The World Bank has published a substantial report titled Exploring Universal Basic Income: A guide to navigating concepts, evidence, and practices
Universal basic income (UBI) is emerging as one of the most hotly debated issues in development and social protection policy. But what are the features of UBI? What is it meant to achieve? How do we know, and what don’t we know, about its performance? What does it take to implement it in practice? Drawing from global evidence, literature, and survey data, this volume provides a framework to elucidate issues and trade-offs in UBI with a view to help inform choices around its appropriateness and feasibility in different contexts. Specifically, the book examines how UBI differs from or complements other social assistance programs in terms of objectives, coverage, incidence, adequacy, incentives, effects on poverty and inequality, financing, political economy, and implementation. It also reviews past and current country experiences, surveys the full range of existing policy proposals, provides original results from micro–tax benefit simulations, and sets out a range of considerations around the analytics and practice of UBI.
The report can be downloaded free here.
Brief comment
The report employs throughout a definition of Universal Basic Income that matches BIEN’s definition of Basic Income. Consistency of definition is a commendable characteristic of the report as a whole.
The only caveat is that chapter 4 assumes that a UBI would replace existing social assistance provision. Under these circumstances it is not surprising that in some countries poverty and inequality would increase if the UBI were to be implemented. The authors do not simulate the option of leaving existing social assistance provision in place and reducing it by the extent of the UBI. In the context of a progressive tax system, such schemes would not increase poverty or inequality.
Apart from that, this is a most useful report.
Access to acceptable livelihood and freedom to choose one’s route in life is a human right confirmed in most if not all constitutions in the so-called democratic societies.
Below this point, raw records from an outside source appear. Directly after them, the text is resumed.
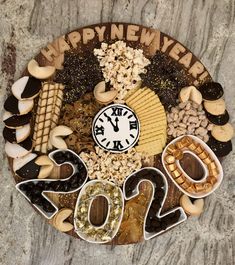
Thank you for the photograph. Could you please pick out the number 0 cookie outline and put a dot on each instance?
(204, 166)
(135, 192)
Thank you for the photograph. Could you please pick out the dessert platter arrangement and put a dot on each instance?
(115, 133)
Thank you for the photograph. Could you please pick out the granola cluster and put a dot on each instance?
(110, 166)
(121, 66)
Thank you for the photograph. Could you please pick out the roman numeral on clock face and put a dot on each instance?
(117, 145)
(116, 111)
(99, 130)
(133, 125)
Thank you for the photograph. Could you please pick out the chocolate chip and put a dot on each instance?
(218, 119)
(59, 157)
(211, 91)
(48, 207)
(68, 156)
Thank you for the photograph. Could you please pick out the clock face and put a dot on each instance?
(116, 128)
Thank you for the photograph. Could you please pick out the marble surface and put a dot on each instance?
(205, 27)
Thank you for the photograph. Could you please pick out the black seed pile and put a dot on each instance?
(166, 78)
(80, 74)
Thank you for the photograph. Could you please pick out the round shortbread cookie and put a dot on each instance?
(223, 133)
(26, 87)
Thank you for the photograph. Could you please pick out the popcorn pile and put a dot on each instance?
(109, 166)
(121, 66)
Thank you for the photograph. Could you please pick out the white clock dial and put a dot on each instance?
(116, 128)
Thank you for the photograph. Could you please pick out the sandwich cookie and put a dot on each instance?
(16, 121)
(25, 167)
(19, 150)
(16, 135)
(211, 91)
(26, 87)
(19, 107)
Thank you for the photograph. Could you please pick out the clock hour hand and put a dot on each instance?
(115, 126)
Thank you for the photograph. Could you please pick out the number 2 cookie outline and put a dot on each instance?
(74, 170)
(136, 191)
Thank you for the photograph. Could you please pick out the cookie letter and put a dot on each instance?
(196, 69)
(88, 34)
(131, 31)
(48, 52)
(100, 32)
(186, 59)
(166, 43)
(174, 52)
(74, 38)
(116, 32)
(147, 36)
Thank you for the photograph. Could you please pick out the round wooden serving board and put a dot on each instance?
(136, 36)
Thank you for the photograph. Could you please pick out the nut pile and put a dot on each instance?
(107, 231)
(188, 118)
(121, 66)
(109, 166)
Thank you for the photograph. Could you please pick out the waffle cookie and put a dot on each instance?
(152, 116)
(48, 112)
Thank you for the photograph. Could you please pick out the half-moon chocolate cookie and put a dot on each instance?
(26, 87)
(15, 106)
(211, 91)
(218, 119)
(19, 150)
(26, 167)
(220, 148)
(15, 121)
(16, 135)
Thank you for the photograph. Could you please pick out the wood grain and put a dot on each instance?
(207, 29)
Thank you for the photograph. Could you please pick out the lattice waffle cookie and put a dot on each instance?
(151, 114)
(47, 115)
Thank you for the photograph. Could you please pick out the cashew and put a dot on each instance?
(46, 166)
(192, 119)
(201, 131)
(188, 106)
(40, 72)
(195, 208)
(56, 136)
(59, 222)
(204, 123)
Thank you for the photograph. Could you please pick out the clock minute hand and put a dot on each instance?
(115, 127)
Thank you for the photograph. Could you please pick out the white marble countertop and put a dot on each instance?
(207, 28)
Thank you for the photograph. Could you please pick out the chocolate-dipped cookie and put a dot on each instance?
(211, 91)
(19, 150)
(20, 107)
(220, 148)
(25, 167)
(218, 119)
(26, 87)
(16, 121)
(16, 135)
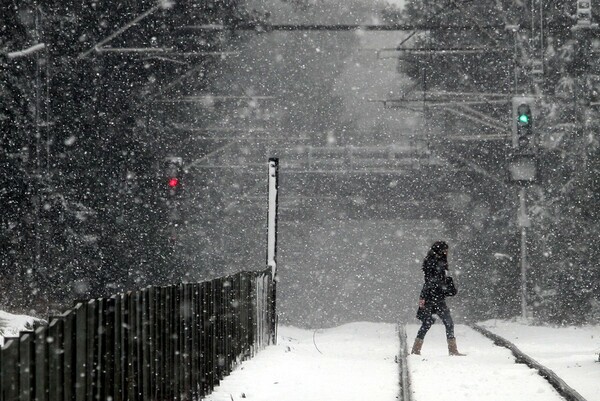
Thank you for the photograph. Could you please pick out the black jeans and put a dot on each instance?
(440, 309)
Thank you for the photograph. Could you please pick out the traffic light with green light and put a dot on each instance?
(522, 120)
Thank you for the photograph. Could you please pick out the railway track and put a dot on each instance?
(562, 389)
(559, 384)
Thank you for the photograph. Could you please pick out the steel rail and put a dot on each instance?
(559, 384)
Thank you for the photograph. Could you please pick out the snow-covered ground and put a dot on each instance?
(357, 362)
(11, 325)
(571, 352)
(487, 373)
(351, 362)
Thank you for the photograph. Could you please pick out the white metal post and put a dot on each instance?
(272, 215)
(524, 223)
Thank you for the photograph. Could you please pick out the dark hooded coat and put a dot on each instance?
(434, 288)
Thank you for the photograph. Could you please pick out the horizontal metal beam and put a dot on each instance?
(263, 27)
(162, 50)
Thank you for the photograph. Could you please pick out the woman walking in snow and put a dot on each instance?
(433, 297)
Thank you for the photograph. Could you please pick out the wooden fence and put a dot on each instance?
(160, 343)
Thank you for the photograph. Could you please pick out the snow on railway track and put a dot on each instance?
(487, 373)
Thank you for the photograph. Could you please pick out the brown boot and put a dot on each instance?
(417, 346)
(452, 349)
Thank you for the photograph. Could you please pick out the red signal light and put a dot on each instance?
(173, 182)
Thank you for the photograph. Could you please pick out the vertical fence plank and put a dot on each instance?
(177, 342)
(146, 340)
(10, 370)
(162, 343)
(41, 365)
(169, 350)
(92, 339)
(128, 347)
(107, 337)
(81, 367)
(196, 341)
(26, 366)
(55, 359)
(118, 348)
(152, 343)
(69, 349)
(139, 345)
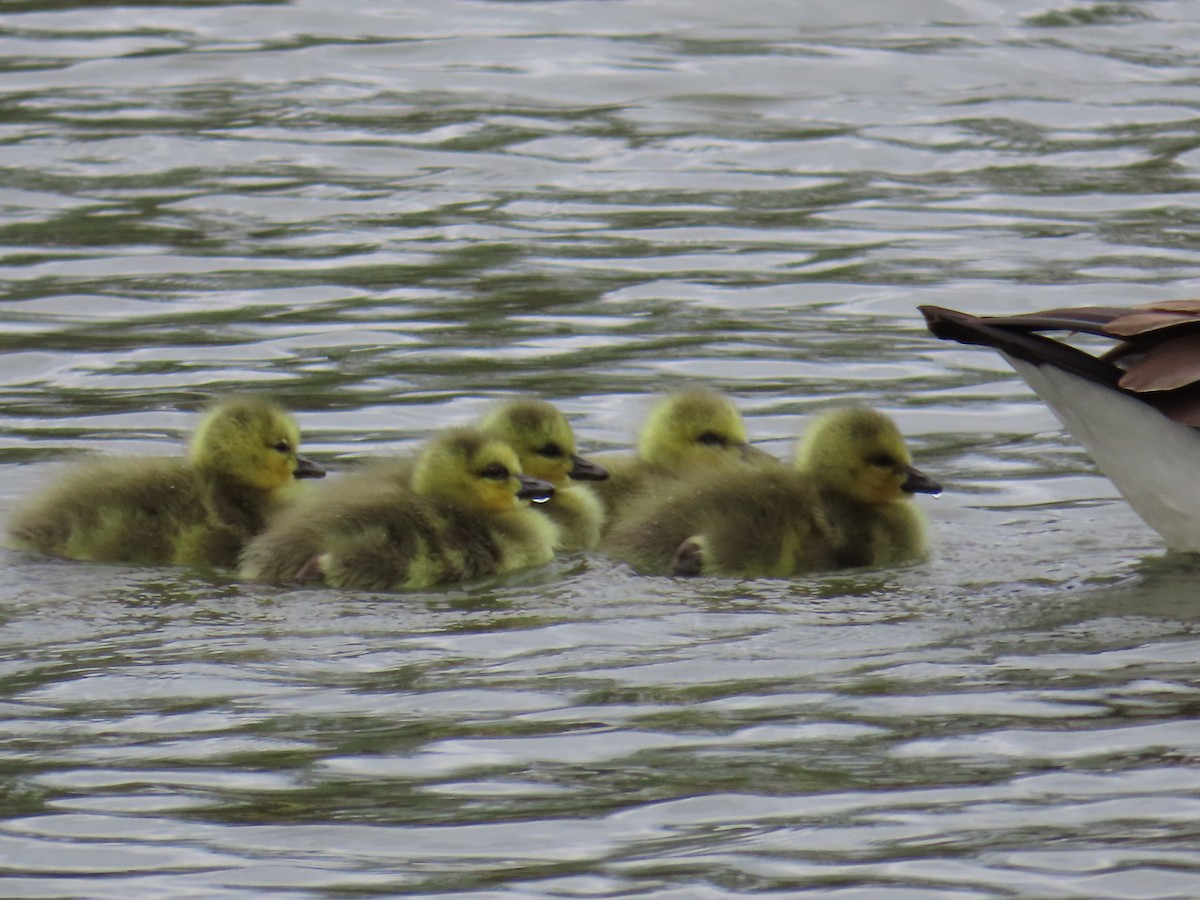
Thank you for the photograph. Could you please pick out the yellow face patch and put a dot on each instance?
(858, 451)
(469, 467)
(540, 436)
(693, 429)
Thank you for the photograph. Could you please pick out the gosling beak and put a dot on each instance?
(535, 490)
(753, 455)
(587, 471)
(307, 468)
(917, 481)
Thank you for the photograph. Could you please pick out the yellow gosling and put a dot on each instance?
(173, 511)
(845, 504)
(545, 444)
(685, 433)
(466, 515)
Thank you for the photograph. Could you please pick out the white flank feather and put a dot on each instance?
(1153, 462)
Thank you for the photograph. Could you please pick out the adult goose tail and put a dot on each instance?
(1134, 406)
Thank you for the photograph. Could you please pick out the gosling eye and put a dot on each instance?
(495, 471)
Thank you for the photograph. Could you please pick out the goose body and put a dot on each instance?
(1135, 408)
(463, 516)
(844, 504)
(172, 511)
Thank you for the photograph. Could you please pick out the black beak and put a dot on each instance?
(307, 468)
(535, 490)
(754, 456)
(917, 481)
(586, 471)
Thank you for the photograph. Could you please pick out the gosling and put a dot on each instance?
(196, 511)
(845, 504)
(685, 433)
(545, 444)
(463, 516)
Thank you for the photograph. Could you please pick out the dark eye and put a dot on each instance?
(496, 471)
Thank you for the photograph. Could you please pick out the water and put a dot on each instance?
(387, 215)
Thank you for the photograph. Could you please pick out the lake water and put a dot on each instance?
(389, 214)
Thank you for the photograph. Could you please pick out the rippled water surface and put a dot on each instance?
(389, 214)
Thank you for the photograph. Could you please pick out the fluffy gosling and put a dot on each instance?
(195, 511)
(845, 504)
(685, 433)
(465, 516)
(545, 444)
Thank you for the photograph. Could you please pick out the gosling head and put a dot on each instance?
(543, 439)
(252, 442)
(694, 427)
(477, 469)
(861, 453)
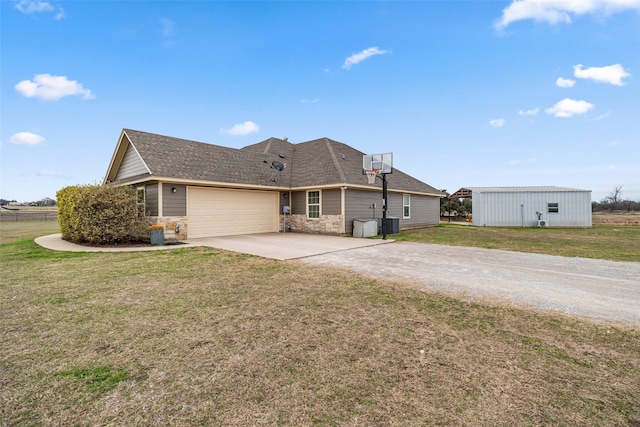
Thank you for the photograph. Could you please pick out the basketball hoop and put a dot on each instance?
(371, 175)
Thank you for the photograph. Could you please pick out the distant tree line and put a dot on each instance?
(615, 202)
(44, 202)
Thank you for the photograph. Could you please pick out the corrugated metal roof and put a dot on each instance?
(536, 189)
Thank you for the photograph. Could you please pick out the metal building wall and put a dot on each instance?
(518, 209)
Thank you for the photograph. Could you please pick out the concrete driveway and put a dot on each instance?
(590, 288)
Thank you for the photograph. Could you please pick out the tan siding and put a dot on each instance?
(151, 199)
(358, 206)
(132, 165)
(174, 204)
(299, 203)
(331, 202)
(425, 210)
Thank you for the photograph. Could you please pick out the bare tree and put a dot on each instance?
(616, 195)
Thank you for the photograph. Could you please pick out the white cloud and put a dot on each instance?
(560, 11)
(497, 123)
(357, 58)
(569, 107)
(612, 74)
(562, 82)
(31, 6)
(53, 174)
(26, 138)
(48, 87)
(531, 112)
(241, 129)
(168, 26)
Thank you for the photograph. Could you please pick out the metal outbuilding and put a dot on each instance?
(528, 206)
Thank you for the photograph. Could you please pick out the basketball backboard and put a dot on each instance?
(382, 162)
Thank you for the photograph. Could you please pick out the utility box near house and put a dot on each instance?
(393, 225)
(365, 228)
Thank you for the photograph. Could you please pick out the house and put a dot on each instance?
(528, 206)
(198, 190)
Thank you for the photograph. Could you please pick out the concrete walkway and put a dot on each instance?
(267, 245)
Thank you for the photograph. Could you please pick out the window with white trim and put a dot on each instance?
(406, 205)
(141, 202)
(313, 204)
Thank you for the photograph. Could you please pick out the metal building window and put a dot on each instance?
(313, 204)
(406, 205)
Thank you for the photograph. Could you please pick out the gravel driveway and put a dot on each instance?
(594, 289)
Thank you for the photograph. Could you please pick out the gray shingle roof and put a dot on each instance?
(180, 158)
(316, 163)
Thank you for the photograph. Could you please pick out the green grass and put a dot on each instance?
(615, 243)
(199, 336)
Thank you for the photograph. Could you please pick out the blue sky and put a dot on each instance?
(464, 93)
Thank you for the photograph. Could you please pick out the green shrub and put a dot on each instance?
(100, 214)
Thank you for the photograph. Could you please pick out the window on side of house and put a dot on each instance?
(313, 204)
(406, 205)
(141, 202)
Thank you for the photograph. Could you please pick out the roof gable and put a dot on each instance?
(317, 163)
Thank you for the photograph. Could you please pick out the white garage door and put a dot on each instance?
(224, 212)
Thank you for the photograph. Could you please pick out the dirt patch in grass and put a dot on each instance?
(199, 336)
(615, 243)
(616, 218)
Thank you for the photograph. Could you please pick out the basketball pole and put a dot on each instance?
(384, 206)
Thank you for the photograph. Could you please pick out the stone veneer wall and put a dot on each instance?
(327, 224)
(175, 227)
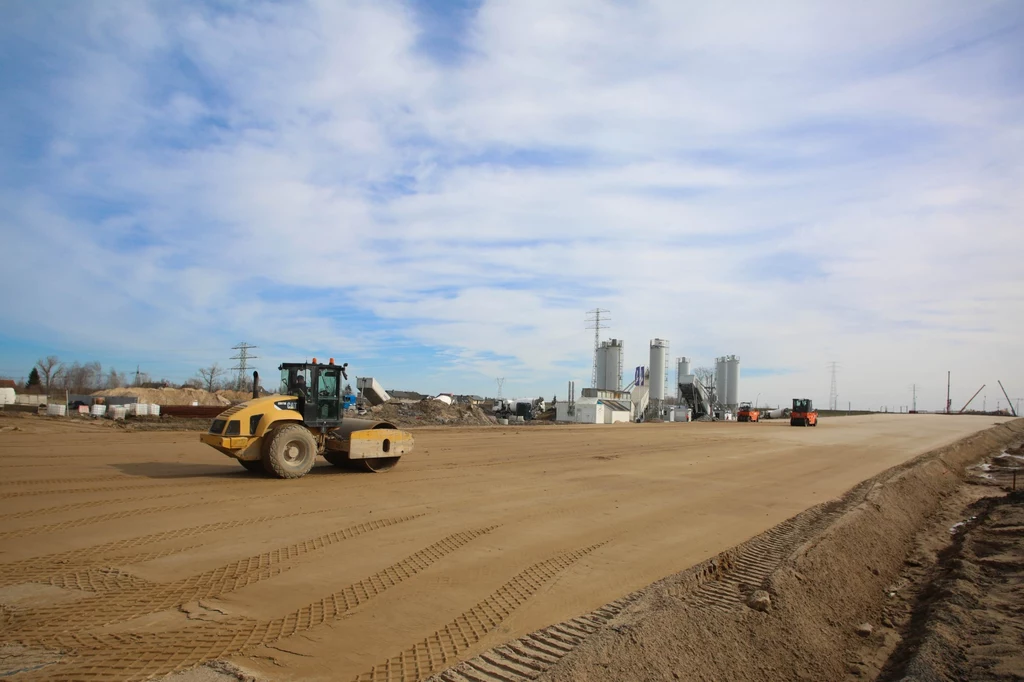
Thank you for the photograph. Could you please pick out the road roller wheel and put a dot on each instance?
(379, 464)
(291, 452)
(256, 466)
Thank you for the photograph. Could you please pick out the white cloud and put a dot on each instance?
(663, 160)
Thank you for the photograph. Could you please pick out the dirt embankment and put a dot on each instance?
(806, 600)
(966, 620)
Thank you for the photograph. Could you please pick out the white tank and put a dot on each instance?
(721, 381)
(658, 361)
(613, 365)
(602, 365)
(732, 379)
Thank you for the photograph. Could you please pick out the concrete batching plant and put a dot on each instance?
(609, 365)
(727, 381)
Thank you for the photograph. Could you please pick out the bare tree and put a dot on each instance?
(210, 376)
(116, 379)
(49, 367)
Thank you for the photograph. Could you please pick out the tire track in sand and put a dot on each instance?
(526, 657)
(37, 569)
(442, 647)
(127, 597)
(720, 584)
(140, 655)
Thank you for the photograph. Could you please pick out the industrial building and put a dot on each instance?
(607, 400)
(593, 411)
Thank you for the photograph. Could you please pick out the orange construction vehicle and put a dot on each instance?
(748, 414)
(803, 413)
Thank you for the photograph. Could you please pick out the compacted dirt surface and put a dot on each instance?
(134, 555)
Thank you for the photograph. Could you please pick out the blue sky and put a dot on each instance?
(437, 192)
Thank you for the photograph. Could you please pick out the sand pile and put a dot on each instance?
(178, 395)
(431, 412)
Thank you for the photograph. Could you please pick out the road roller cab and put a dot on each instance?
(803, 413)
(283, 433)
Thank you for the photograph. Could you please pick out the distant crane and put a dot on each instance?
(971, 400)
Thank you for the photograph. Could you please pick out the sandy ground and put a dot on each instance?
(125, 555)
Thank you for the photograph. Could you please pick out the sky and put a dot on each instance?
(438, 192)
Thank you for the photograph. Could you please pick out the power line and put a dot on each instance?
(594, 321)
(243, 358)
(834, 391)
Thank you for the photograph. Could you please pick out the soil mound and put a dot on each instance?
(178, 395)
(431, 412)
(966, 622)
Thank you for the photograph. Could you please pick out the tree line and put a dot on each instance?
(50, 374)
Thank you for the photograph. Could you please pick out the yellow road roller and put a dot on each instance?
(282, 434)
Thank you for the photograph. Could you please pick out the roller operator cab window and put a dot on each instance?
(327, 392)
(328, 383)
(295, 381)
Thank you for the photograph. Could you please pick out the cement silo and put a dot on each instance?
(602, 363)
(732, 379)
(721, 381)
(658, 361)
(612, 365)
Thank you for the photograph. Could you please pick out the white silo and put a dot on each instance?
(613, 365)
(732, 378)
(658, 361)
(721, 381)
(602, 359)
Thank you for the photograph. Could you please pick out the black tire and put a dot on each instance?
(290, 453)
(256, 466)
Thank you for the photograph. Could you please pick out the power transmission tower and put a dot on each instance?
(595, 322)
(243, 358)
(834, 392)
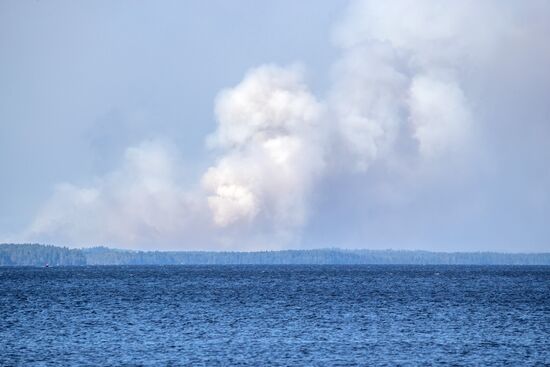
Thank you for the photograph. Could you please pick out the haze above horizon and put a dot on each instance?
(216, 126)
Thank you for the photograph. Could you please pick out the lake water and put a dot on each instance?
(274, 315)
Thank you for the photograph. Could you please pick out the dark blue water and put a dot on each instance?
(274, 315)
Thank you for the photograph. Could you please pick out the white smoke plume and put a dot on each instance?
(404, 74)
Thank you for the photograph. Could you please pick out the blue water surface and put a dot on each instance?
(275, 315)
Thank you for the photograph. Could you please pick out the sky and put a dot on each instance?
(251, 125)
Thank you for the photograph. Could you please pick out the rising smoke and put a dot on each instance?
(404, 77)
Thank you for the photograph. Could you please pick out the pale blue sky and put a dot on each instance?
(81, 82)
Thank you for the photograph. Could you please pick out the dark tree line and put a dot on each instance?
(40, 255)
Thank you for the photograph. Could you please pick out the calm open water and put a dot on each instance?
(275, 315)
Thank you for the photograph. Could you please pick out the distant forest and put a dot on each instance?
(41, 255)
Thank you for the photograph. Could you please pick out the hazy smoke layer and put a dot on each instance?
(403, 91)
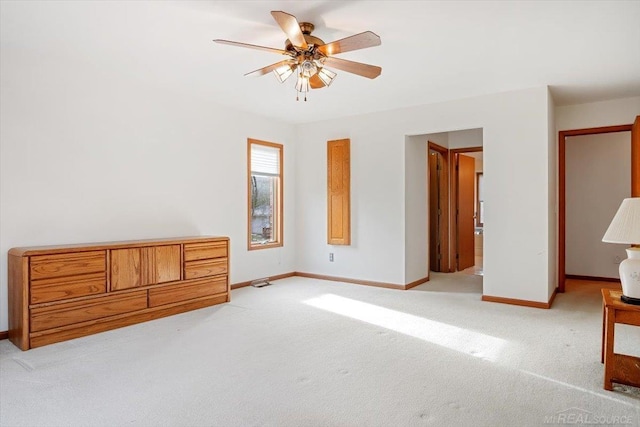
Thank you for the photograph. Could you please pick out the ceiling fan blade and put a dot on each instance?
(364, 70)
(291, 28)
(316, 82)
(252, 46)
(358, 41)
(269, 68)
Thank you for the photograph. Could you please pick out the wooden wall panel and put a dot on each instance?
(338, 192)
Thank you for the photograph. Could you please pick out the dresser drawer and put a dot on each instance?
(59, 288)
(71, 264)
(187, 291)
(54, 316)
(203, 268)
(198, 251)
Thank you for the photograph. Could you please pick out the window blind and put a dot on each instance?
(265, 160)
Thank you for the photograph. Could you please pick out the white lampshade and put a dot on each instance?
(302, 85)
(625, 227)
(283, 73)
(326, 76)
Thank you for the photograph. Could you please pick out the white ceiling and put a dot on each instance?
(431, 51)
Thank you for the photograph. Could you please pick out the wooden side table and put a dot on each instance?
(618, 368)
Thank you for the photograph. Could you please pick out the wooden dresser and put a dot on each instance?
(58, 293)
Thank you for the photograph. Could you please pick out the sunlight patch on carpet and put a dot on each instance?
(475, 344)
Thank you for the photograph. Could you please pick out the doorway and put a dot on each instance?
(439, 257)
(468, 198)
(455, 204)
(635, 181)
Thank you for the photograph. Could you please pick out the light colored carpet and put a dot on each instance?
(307, 352)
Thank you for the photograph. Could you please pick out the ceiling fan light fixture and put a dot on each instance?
(326, 76)
(308, 68)
(283, 73)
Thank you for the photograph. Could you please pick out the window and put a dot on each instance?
(265, 194)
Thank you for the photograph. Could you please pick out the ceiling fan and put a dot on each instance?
(308, 56)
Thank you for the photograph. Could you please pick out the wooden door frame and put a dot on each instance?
(445, 265)
(635, 184)
(454, 202)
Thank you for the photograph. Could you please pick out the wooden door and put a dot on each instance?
(126, 271)
(434, 213)
(465, 180)
(338, 192)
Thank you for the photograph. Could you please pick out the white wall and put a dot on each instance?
(466, 138)
(552, 152)
(88, 156)
(515, 132)
(596, 114)
(598, 177)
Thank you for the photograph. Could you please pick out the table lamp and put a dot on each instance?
(625, 228)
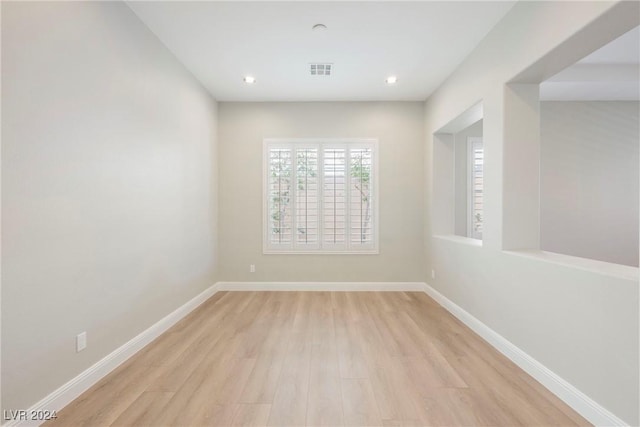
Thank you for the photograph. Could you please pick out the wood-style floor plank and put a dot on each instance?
(318, 359)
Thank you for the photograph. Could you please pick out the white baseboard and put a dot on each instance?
(580, 402)
(322, 286)
(78, 385)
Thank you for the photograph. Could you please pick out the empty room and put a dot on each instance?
(322, 213)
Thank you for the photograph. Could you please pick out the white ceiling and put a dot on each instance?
(419, 42)
(611, 73)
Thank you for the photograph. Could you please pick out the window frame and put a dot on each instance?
(321, 144)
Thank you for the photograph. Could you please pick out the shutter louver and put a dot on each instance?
(307, 192)
(360, 198)
(334, 197)
(320, 196)
(477, 187)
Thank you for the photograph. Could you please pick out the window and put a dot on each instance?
(476, 186)
(320, 196)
Governments, however, have outsourced their responsibility of securing every citizen’s access to their rights to employers, big and small, the big ones use their power to manipulate ´their´employees but the smaller ones can’t afford the slightest bumps on the goal-reaching road. Employees accept that their lifeline is anchored to insecurity and absence of power to run their own lives independently, and Unions see this slavery system Master/slave as a natural unavoidable phenomenon. Governments have to fulfil their mandatory obligation of security for all, UBI, Terms of payment will be the quickest and cheapest way towards everybody’s freedom to choose resulting in self-financing the eradication of poverty as we know it.
I haven’t read the report, however I have done a quick search through it. It does not once mention the concept of Solar Dividends as a means for funding UBI as outlined in the book ‘Solar Dividends’ by Robert Stayton. This book was reviewed in the pages of BIEN late 2019. It occurs as a missing that the World Bank report ‘Exploring Universal Basic Income’ does not know of this really great idea.
Your book on UBI contains several incorrect or misleading descriptions about the Manitoba Basic Income (Mincome) experiment; an experiment which I directed on behalf of both the Governments of Manitoba and Canada, 1972-1977. Should this inaccuracy be of concern to you, I would be pleased to provide details. Ron Hikel
Universal Basic Income has to be set at a level which causes a redistribution of wealth if social justice is one of the aims.
This in turn implies that it has to be combined with change in taxation to tax wealth.
Otherwise it is merely a survival dole.
“The only caveat is that chapter 4 assumes that a UBI would replace existing social assistance provision”
For me it is not a caveat. This replacing will make life simpler and better.
Simplicity is not a goal in and of itself, the goal of a basic income should be to make the lives of everyone better not to meet some simplicity target.
For instance, if a certain subset of society has a mental illness that makes it so they cannot live alone or conduct economic transactions, merely handing out a basic income will not help them. They are not a majority but eliminating the safety nets of these people would effectively be killing them.
With that said, there are plenty of opportunities to cut back money in situations where money is being allocated to achieve a specific goal that any rational individual would want to achieve anyway. Like food stamps. In these cases an individual has the necessary resources, and motivation to allocate their basic income to achieve the same goal.
The universal basic income changes the current procedure for the redistribution of state budget revenues and the payment of social benefits. In this way, it changes the existing traditional social policy and pursues the main goals:
1. Guarantee social security for all according to income;
2. Minimize the risk of poverty, inequality and exclusion;
3. Effective management of public finances and the entire financial sector;
4. To promote systemic transformations and innovation in the system of education, health, culture taking into account the modern needs of society.
Universal basic income is therefore a new paradigm for current social policy, bringing together the public and private sectors, public finances, the financial sector, fiscal and monetary policy and its instruments, with the common goal of public and national well-being.